September 22, 2017 / Jeroen de Kloet
Smart Nostalgia in Sustainable Beijing
Principle Investigator: | Jeroen de Kloet |
Institution: | University of Amsterdam |
They appeared like magic, all over the city of Beijing, the public telephone booths with their characteristic shape. They always come in pairs, the retro-futuristic orange covers are gently touching one another. The booths appeared somewhere in the 1990s, and I remember my exhilaration, to me they signified a Beijing ushering towards an exciting yet unknown future. A smart Beijing, in which we could always remain in touch with one another. Twenty years later they are still around, rendered obsolete due to the mobile phone. They are like lonely and dusty reminders of a time past, a dakou time, when new sounds, films and technologies entered China through the illegal backdoor.

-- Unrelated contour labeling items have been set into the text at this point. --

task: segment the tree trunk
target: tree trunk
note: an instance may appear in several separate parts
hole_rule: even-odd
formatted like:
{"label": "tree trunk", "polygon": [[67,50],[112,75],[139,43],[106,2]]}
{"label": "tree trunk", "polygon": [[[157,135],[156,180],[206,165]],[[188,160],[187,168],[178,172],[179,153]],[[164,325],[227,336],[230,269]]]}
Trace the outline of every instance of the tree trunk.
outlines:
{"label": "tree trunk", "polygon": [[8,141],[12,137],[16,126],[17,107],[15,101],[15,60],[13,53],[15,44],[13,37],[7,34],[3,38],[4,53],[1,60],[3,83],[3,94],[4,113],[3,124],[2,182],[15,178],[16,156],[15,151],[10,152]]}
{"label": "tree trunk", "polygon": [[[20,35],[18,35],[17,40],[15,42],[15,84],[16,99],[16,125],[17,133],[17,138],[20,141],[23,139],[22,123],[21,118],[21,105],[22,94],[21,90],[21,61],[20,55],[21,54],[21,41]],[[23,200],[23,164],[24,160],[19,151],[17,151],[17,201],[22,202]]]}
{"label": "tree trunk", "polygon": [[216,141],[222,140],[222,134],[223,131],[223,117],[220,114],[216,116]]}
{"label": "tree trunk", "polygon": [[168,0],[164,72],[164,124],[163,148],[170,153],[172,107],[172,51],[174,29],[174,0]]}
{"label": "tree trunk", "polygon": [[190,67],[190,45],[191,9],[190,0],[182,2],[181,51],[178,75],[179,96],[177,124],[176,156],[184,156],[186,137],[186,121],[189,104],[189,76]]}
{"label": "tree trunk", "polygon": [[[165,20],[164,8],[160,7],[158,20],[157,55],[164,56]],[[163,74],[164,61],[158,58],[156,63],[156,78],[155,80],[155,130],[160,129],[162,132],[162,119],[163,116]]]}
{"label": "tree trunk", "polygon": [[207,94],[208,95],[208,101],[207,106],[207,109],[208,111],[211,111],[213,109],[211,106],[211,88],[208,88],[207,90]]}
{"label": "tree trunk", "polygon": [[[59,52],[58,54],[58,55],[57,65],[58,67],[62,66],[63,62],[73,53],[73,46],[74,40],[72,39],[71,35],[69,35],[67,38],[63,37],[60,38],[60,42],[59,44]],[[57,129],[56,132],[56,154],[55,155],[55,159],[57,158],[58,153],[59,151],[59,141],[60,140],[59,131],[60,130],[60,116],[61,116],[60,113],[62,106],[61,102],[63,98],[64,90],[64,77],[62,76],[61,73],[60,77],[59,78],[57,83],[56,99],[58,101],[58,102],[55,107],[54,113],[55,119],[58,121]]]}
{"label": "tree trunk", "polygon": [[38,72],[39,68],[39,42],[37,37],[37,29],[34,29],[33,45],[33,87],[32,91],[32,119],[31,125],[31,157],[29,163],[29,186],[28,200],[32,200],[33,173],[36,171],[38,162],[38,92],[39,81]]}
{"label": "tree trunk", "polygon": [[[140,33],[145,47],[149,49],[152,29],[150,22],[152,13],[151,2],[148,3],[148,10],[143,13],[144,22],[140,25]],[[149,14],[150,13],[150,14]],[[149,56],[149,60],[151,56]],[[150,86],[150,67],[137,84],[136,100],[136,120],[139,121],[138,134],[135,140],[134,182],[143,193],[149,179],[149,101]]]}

For me, Beijing is above all a nostalgic city. Its nostalgia is not as much mapped onto a longing for an innocent past – there is no such a thing as an innocent past, certainly not in China – but merely involves a heightened awareness of the passing of time. When one returns to Beijing, it is easy to lose your way, as a park has become a building, and a building has become a ring road. Coming from a city that is drenched, and on more gloomy days I may even think frozen, in its history – Amsterdam – this frantic speed of changes is bewildering, exciting as well as alienating.
Oh, Beijing, why can’t you stay the same, why must that shop be closed, why is that hutong being torn down, why yet another shopping mall, and aren’t six ring roads enough? According to Svetlana Boym (2001: 21), “nostalgia inevitably reappears as a defense mechanism in a time of accelerated rhythms of life and historical upheavals.”(Boym 2001:21) My bewilderment may thus as well be a defense mechanism, or it may be propelled by an orientalistic amazement about the possibility of such a speed of changes. In Amsterdam, it takes fifteen years to build a subway with eight stops. In Beijing, well, we know what happened to its subway in only fifteen years’ time.
To think of Beijing as a sustainable city seems rather scandalous and obscene, as everything solid continues to melt into the thin air of a belief in and commitment to progress. But today, it is one of the buzzwords that circulates in the city, together with other signifiers like “smart”, “creative” and “innovative.” When, on a hot spring day in May 2017, I biked around Wangjing district, I came across my beloved phone booth, torn out from the street, laying there, hopeless and useless at the same time. This is what smart technologies do: in their development, they are quickly rendered obsolete, sometimes planned by the company as to make more money (think of our iPhones and Macbooks), at other times not planned but nevertheless inevitable. The smart city thus produces large amounts of e-waste, of toxic leftovers that threaten our lives.
The smart city may be not so smart after all, and the surrounding rhetoric of sustainability – after all, if it is smart, it has to be sustainable, right? – may serve mainly as a veil to cover up the interests of those who produce the smart city: designers, companies, and governments.
Nostalgia may thus serve not so much as a defense mechanism as it is the canarie in the coal mine. While sitting on the fence of time called nostalgia, to paraphrase Helen Hok-sze Leung, we are confronted with the awareness that so much of the past has been rendered obsolete and useless, so much is gone, so many materials were turned into waste, all the labor that has evaporated into the facades of capital. What is left are toxic traces and broken lives. This is not smart. This is not sustainable. This is Beijing.